The Saskatchewan NDP have a lengthy list of surprise concerns at the one year anniversary of the election of the Saskatchewan Party in 2011.
"What we’re hearing from middle class families is the Sask. Party’s surprises have benefitted politicians, not them,” said NDP leader John Nilson. “Spending millions of dollars to add three more MLAs, letting ideology trump common sense in the backward decision to decimate the film industry and dozens of other plans weren’t revealed during the provincial election campaign one year ago. People did not vote for these surprises.”
Changes hidden during the election and revealed in the year since have been heaped on Saskatchewan’s people. The comically-long partial list of unwelcome surprises includes:
• Adding three new politicians at a cost of millions of dollars.
• Choosing to not count those under 18 years old when it came to determining who MLAs represent in newly-drawn constituency boundaries.
• Cutting the film tax credit, decimating an industry that brought $45 million into the economy each year at a cost of only $1.3 million per year to the province.
• Reviewing and rewriting all workplace and employment laws without holding public meetings.
• Planning to sell the personal information Crown, ISC.
• Turning Tourism Saskatchewan into a Crown corporation and firing its CEO, Lynda Haverstock.
• Changing the Saskatchewan Immigrant Nominee Program without warning, preventing people who played by the rules from being reunited with their families.
• Taking more from seniors by charging $5 more per drug prescription, $25 more for ambulance rides and an extra $240 per year for hygiene supplies for those living in care facilities.
• Scrapping the successful Green Vehicle Rebate program.
• Passing more of the cost for RCMP policing on to municipalities.
• Eliminating all funding for Enterprise Regions, leaving municipalities to pick up the tab and forcing the closure of several Enterprise Regions that supported local economic development.

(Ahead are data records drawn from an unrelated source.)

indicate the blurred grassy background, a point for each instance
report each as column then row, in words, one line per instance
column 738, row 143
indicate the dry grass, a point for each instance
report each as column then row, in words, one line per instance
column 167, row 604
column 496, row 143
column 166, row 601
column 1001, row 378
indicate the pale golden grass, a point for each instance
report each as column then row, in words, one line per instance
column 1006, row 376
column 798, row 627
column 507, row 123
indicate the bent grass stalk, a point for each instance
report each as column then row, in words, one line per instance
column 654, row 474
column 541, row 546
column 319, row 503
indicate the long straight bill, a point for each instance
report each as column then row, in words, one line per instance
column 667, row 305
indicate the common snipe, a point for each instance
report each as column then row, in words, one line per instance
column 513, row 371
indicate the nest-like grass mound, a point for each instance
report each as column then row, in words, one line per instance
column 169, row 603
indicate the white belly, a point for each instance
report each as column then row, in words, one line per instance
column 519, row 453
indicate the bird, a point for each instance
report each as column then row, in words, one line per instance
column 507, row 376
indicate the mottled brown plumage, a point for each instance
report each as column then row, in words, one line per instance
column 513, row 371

• Bringing back the P3 Secretariat, a failed and expensive privatization scheme, now rebranded as SaskBuilds.
• Abandoning rural Internet users by taking away rural wireless Internet service and offering inferior private service in return. Industry Canada put the changes on hold after the NDP raised the issue.
• Restricting permission to be in the Legislative Building for those with different political opinions.
• Cancelling the SaskSmart Innovations Fund for literacy.
• Breaking a promise to pay for necessary upgrades on the University of Saskatchewan College of Medicine buildings. The University has had to borrow to backfill the Sask. Party’s broken promise, maxing out its credit.
• Diverting funding from public schools to fund private independent schools.
• Cancelling the Rental Purchase Option, which allowed northern renters to become homeowners.
• Refusing to take action for the north on much-needed health care and long-term care, roads, education and employment opportunities.
• Negotiating massive cuts to AgriStability and AgriInvest programs.
• Forcing Saskatchewan Archives and the Western Development Museums to cut hours and staff.
• Choosing to spend $1.2 million on additional office space, including in the posh Hill Tower III, despite cuts to the public service.
• Deregulating lifeguards and eliminating minimum swimmer-to-lifeguard ratios at public pools.
• Secretly selling LeRoy Leisureland Regional Park to a private corporation.
• Introducing a new, weak and deregulated environmental code.
• Refusing to give people on assistance their benefits before Christmas, as Social Services traditionally has done in the past, depriving many families of a Christmas.
• Extending the notice period required for landlords to increase rent only for landlords who don’t join the voluntary, unregulated Saskatchewan Rental Housing Industry Association.
• Slashing the Northern Economic Development budget by 30 per cent.